Ghrelin administration and fasting have similar acute stimulatory effects on hedonic responses and the activation of corticolimbic reward-cognitive systems during food evaluations. Similar effects of recurrent or chronic hyperghrelinemia on an anticipatory food reward may contribute to the negative impact of skipping breakfast on dietary habits and body weight and the long-term failure of energy restriction for weight loss.
胃饥饿素是一种由胃产生的激素,其水平会随着禁食和能量限制而升高,并可能通过大脑享乐奖赏 - 认知系统影响饮食行为。因此,血浆胃饥饿素的变化可能通过食物享乐感的改变介导对负能量平衡的反调节反应。
我们研究了给予胃饥饿素(外源性高胃饥饿素血症)是否会模拟禁食(内源性高胃饥饿素血症)对食物享乐反应及大脑奖赏系统激活的影响。
采用交叉设计,22名健康、非肥胖成年人(17名男性)在禁食16小时过夜后(禁食 - 生理盐水组)或在扫描前95分钟进食早餐(730千卡,14%蛋白质,31%脂肪,55%碳水化合物)并在扫描前接受生理盐水(进食 - 生理盐水组)或酰基胃饥饿素(进食 - 胃饥饿素组)皮下注射后,进行功能磁共振成像(fMRI)食物图片评估任务。一名男性受试者因头部运动过多被排除在fMRI分析之外,最终有21名受试者拥有大脑激活数据。
与进食 - 生理盐水组相比,给进食受试者注射胃饥饿素(进食 - 胃饥饿素组)和禁食(禁食 - 生理盐水组)均显著增加了高能食物的吸引力以及眶额皮质的激活。
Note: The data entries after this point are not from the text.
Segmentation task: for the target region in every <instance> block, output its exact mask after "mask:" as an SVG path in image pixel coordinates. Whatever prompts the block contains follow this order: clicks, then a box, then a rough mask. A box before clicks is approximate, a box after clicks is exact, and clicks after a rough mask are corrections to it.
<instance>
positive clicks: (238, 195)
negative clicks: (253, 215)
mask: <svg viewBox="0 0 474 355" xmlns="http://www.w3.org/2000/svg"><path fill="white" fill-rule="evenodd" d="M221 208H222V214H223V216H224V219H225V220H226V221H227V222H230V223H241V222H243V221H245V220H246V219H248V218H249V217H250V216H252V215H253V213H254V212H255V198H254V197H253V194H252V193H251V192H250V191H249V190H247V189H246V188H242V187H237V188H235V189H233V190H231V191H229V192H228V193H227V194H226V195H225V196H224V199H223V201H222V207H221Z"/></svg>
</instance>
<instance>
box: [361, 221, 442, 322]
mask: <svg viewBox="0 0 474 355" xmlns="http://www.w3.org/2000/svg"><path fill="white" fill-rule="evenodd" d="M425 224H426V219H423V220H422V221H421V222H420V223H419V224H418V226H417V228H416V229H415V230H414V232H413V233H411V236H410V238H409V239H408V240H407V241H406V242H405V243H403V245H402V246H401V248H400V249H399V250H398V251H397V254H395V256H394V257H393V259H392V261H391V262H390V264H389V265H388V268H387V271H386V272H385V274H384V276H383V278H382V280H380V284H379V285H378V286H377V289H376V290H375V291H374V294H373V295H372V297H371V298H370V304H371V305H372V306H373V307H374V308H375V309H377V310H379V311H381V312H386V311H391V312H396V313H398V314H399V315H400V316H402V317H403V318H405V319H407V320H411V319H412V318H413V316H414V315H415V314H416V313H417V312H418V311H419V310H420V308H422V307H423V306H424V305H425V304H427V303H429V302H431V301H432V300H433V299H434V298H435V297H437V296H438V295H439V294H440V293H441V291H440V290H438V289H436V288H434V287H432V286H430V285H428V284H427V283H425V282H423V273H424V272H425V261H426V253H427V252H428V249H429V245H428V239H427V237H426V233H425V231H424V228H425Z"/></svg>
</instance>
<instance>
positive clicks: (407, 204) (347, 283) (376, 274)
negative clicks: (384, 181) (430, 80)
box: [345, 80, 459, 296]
禁食和给予胃饥饿素还增加了海马体对高能和低能食物图片的激活。内源性和外源性高胃饥饿素血症的这些相似作用无法通过葡萄糖、胰岛素、肽YY和胰高血糖素样肽 - 1的持续变化来解释。在食物评估任务期间,给予胃饥饿素和禁食对伏隔核、尾状核、前岛叶或杏仁核的激活均无显著影响,在对照任务期间对听觉、运动或视觉皮层的激活也无显著影响。
在食物评估期间,给予胃饥饿素和禁食对享乐反应以及皮质边缘奖赏 - 认知系统的激活具有相似的急性刺激作用。反复或慢性高胃饥饿素血症对预期食物奖赏的类似作用可能导致不吃早餐对饮食习惯和体重产生负面影响,以及能量限制减肥的长期失败。